Apostol couldn’t explain why former PB Member Juan Bolo was also covered by the Aguinaldo Doctrine when Bolo lost his reelection bid in 2010.
“He (Bolo) wanted to be reelected. He was punished by the people,” Apostol said.
In its decision, the Ombudsman central office may have misstated Bolo’s status. It said the administrative liability of Garcia and Bolo “has been mooted by reelection in the 2010 National and Local Elections.”
Apostol said the penalties for the four other officials shall be imposed 10 days after receipt of the decision.
The Bureau of Local Government Finance is directed to implement the dismissal from service of Provincial Treasurer Roy Salubre and Provincial Budget Officer Emme Gingoyon.
On the other hand, the Department of the Interior and Local Government was mandated to implement the penalties against retired Provincial Assessor Anthony Sususco and Provincial Engineer Eulogio Pelayre.
Garcia, Bolo and the four Capitol officials were found guilty of grave misconduct in the administrative case.
They face separate criminal charges in the Sandiganbayan.
Except for Garcia and Bolo, the four others were ordered dismissed from government service. They also stand to forfeit their retirement benefits, are disqualified from being rehired in the government, and are prohibited from holding public office.
Some quarters also ask why members of the Provincial Board, which authorized Garcia to buy the Balili Estate, were cleared of the charges.
Apostol explained that it is not the role of legislators to verify whether a transaction was proper and regular.
“The executive department has the responsibility to look into the contracts and the property bought. That is beyond the functions of the Provincial Board which simply authorized (Garcia to purchase the Balili property),” he said.
The Memorandum of Agreement (MOA) spelling out the terms for the purchase of the Balili land was not ratified by the PB, which also explains why legislators got off the hook.
Although he pities the four men penalized by the Ombudsman, Apostol said the anti-graft office is just doing its job.
“This is a super penalty that will affect their families but we cannot compromise the law.

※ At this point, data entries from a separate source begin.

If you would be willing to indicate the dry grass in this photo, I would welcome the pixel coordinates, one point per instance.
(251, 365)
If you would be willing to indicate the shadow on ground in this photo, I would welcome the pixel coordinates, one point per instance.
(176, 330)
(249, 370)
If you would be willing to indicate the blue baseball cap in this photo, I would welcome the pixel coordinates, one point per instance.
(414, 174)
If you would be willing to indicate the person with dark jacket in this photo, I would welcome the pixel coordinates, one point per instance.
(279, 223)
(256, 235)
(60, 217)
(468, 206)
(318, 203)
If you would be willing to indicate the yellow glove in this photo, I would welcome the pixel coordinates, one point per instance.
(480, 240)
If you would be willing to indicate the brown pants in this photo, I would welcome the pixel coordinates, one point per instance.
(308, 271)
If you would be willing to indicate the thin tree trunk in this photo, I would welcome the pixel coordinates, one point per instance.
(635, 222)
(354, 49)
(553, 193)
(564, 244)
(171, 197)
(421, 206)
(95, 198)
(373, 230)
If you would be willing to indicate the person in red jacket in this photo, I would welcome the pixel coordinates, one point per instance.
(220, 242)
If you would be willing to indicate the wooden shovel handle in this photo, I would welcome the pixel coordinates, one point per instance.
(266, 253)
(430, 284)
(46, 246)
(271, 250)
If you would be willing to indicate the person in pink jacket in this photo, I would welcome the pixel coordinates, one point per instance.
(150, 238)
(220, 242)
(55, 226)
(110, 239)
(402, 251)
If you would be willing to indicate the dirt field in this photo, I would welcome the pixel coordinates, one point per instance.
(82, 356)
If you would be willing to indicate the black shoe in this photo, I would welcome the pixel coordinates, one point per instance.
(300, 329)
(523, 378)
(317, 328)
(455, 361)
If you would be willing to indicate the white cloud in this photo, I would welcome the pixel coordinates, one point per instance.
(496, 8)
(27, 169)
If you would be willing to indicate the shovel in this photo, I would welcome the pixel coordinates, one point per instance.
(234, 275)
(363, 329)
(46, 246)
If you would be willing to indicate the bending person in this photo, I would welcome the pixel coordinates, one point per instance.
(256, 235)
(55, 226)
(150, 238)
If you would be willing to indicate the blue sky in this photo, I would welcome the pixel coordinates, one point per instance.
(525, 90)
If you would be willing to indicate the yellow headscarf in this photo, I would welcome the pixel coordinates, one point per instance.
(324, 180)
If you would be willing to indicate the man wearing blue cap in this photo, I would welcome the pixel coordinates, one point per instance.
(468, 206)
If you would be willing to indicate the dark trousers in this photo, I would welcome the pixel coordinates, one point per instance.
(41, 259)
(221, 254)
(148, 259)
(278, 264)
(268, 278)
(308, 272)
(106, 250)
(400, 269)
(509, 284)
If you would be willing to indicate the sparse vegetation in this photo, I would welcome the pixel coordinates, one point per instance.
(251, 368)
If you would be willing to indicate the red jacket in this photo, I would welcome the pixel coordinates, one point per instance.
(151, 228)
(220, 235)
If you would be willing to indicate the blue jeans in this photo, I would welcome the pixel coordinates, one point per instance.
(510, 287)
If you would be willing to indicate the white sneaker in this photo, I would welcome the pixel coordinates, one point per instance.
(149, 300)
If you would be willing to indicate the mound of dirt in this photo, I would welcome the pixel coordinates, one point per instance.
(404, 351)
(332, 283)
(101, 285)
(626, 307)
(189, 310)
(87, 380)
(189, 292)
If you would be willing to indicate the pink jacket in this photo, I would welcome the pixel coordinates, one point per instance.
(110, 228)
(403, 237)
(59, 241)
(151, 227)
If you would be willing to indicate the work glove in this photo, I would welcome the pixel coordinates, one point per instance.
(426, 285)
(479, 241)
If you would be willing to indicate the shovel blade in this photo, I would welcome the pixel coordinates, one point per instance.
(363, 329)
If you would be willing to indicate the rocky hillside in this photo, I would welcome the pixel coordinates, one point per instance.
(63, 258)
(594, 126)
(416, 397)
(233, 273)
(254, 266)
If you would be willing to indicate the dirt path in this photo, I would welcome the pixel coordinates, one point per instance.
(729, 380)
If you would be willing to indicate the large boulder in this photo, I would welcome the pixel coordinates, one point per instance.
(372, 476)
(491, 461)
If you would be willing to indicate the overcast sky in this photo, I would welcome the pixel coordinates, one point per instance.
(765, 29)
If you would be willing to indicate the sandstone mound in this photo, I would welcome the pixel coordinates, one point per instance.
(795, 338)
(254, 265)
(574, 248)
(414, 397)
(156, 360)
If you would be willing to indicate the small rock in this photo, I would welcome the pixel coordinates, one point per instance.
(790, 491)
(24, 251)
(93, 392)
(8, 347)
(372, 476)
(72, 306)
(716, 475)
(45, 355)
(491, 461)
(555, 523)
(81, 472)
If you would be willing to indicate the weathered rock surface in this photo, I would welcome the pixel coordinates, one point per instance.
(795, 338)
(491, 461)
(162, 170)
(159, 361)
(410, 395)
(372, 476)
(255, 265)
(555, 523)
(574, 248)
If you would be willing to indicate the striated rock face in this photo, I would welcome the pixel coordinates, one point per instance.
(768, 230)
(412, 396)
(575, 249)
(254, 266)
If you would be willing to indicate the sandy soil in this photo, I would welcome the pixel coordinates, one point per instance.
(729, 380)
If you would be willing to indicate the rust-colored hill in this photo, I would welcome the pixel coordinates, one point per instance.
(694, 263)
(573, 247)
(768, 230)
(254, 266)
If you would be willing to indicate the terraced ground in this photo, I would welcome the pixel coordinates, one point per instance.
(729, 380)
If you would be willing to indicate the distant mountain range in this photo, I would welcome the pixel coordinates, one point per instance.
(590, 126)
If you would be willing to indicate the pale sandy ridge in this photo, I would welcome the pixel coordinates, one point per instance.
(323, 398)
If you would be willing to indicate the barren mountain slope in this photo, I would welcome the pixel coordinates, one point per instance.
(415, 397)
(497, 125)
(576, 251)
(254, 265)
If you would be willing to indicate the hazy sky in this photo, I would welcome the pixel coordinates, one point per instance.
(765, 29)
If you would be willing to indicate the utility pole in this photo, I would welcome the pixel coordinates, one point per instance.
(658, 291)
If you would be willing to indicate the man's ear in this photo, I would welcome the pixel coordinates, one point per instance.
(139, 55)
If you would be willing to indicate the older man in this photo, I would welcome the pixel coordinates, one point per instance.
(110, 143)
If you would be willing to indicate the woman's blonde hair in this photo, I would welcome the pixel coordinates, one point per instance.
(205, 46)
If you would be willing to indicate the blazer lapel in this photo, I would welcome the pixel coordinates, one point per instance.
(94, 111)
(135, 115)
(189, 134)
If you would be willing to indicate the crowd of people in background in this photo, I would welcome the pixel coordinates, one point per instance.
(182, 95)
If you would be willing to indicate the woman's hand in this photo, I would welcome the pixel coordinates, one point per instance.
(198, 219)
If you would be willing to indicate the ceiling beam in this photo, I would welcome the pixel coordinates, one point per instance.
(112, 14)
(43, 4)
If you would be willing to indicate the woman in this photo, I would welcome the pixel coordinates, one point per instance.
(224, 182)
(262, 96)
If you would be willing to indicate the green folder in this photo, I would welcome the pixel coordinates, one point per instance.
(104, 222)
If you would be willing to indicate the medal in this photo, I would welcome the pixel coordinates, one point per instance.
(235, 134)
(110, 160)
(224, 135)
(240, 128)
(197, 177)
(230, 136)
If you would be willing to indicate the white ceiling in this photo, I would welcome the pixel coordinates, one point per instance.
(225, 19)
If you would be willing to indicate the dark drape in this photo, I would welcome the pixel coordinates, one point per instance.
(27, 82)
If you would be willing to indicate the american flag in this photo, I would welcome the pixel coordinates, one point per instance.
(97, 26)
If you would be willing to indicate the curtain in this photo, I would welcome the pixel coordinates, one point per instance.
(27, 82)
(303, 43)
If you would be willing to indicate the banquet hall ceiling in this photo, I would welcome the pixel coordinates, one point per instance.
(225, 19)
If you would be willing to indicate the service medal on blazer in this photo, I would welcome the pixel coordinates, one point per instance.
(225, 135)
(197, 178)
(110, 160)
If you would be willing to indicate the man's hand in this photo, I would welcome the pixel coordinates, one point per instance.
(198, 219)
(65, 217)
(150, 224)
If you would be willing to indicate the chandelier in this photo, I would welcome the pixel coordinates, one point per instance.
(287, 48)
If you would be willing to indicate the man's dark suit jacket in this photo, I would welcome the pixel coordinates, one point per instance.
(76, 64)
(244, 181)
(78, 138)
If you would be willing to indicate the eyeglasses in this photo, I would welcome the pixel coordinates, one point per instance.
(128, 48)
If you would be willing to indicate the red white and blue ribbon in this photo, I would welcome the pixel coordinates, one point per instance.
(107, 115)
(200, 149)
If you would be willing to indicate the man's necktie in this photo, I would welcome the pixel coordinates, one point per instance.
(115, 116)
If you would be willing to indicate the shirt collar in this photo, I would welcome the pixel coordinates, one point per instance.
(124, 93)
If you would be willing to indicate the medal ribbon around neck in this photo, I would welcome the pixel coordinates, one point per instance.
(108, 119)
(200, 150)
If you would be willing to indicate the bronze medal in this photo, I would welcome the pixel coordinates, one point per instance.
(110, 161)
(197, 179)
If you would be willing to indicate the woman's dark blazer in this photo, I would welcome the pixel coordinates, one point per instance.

This serves as an example to all government officials and employees,” he said.
Apostol said he is set to release in the coming days the findings on Bailili lot reclamation, where submerged parts were backfilled with limestone on orders of Governor Garcia.
Garcia earlier sought the dismissal of the complaints against her.
Her lawyers said the Ombudsman had no jurisdiction over the Balili Estate because it has no authority to declare that the lands are timberland.
She said the province was not obliged to look beyond the descriptions of the lot titles which “clearly indicate that the subject parcels of land are agricultural, hence, alienable and disposable.”
Garcia claimed that “it is of no moment that a portion of the Balili Estate is submerged in sea water because even the Supreme Court has affirmed valid Torrens Certificates of Title covering lands submerged in seawater.”
But the Ombudsman found out that the Capitol, at the time the Balili Estate was purchased, had no available funds appropriated for that purpose.
“Significantly, of the total payment of P98.9 million made by the Province of Cebu, the first installment thereof or 50 percent of the total consideration actually came from the P50 million budget of the province not specifically earmarked for that purpose but for Site Development and Housing Program under Social Services,” the anti-graft office said.